When a mother walked into my health clinic five years ago with her 13-year-old daughter, she wanted to know why her daughter had gained a significant amount of weight in a matter of months. She was concerned an underlying medical condition might have caused the sudden spike her daughter’s weight. I was concerned as well. Childhood obesity is an epidemic that affects far too many children and it is linked to other serious, chronic health conditions, including high blood pressure, type 2 diabetes, heart disease, and asthma.
I knew I would run tests and order blood work, but I also wanted to know what factors in her social world could have sparked the weight change. We sat down together to look at her daughter’s growth chart, see when the growth trajectory started to accelerate, and what could have been happening then. “Did anything change in your family? Do you recall anything that happened around that time?”
The mom suddenly realized that the changes started shortly after the girl’s father was incarcerated. That’s information I could not have gotten from a blood test. Nor if I had rattled off recommendations without first sitting down to listen.
I began my career as a primary care pediatrician. I also trained as an epidemiologist with a focus on social factors in community environments that can contribute to health and well-being. As a result, my perspective on what impacts health and strategies to improve it that go beyond clinical treatment and prescriptions; we must also consider the environments where children learn and play, and structural conditions that impact opportunities to achieve health. Through my work in public health and primary care, I know that children who are exposed daily to struggles like food insecurity, unstable housing, and violence in the home or community face long-term impacts on their health.

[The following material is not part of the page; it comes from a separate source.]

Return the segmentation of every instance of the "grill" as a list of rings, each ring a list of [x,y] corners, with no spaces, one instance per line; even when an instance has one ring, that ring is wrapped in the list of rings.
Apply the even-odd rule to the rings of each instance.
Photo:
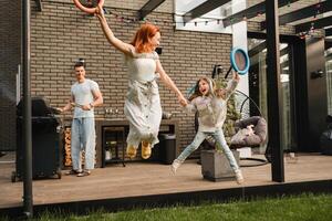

The experience of the young girl in Boston was not unlike countless of others’ experiences across the United States. Nationwide, 4.8 million young people ages 10 to 17 have obesity, according to data released by National Survey of Children’s Health and highlighted in the State of Childhood Obesity report.
The national rate of obesity for young people ages 10 to 17 is 15.3 percent, a rate that has remained fairly steady for the past few years. Rates among black and Hispanic youth (22.2 percent and 19.0 percent, respectively) are significantly higher than for white and Asian youth (11.8 percent and 7.3 percent, respectively). These racial and ethnic disparities have persisted over time and are demonstrated by other major obesity surveys.
Helping children maintain a healthy weight from an early age is essential to preventing a wide range of health problems, particularly for communities of color. But obesity is complex. It can’t be solved reactively or prevented through health care interventions alone. My philosophy around keeping children and families healthy has changed from playing a traditional educator/practitioner role to more of a listener/facilitator role where I work collaboratively with patients and families. They have their own insights, are familiar with neighborhood conditions and resources, and know what goals and solutions are feasible for them.
Adverse childhood experiences and socially adverse neighborhood conditions are not one dimensional. Social adversities can impact biology, behavior, development, and health. For example, addressing food insecurity offers a significant opportunity to prevent obesity. The population of children who experience food insecurity is also the population of children most likely to experience obesity or a less than optimal weight or growth trajectory, but approaches to end hunger and approaches to prevent obesity operate independently of each other.
In Boston, we work collaboratively to break down these silos and address issues like food insecurity more holistically and at the community level. For example, at Boston Medical Center in 2010, I founded the Vital Village Community Engagement Network, a grassroots network of residents and organizations committed to maximizing child, family, and community well-being, to build the capacity of communities to work collectively with caregivers and residents to promote well-being. The Vital Village Data Workgroup, a group of resident leaders, recently developed the concept and designed the Abundance app, which enables people in the Boston community to map the closest food resources. It’s a way of identifying food deserts as a first step in addressing food insecurity in that particular area.
I believe that we have to not only listen to our communities, but also engage them in shared decision-making, governance, and leadership in promoting well-being and health. We also have to think about integrating policies and collaborating across sectors—including education, health, crime, housing, and the built environment—to truly create an environment that supports healthy growth and development for kids.
Renee Boynton-Jarrett, MD, ScD, is a pediatrician and social epidemiologist. Her work focuses on the role of early-life adversities as life course social determinants of health.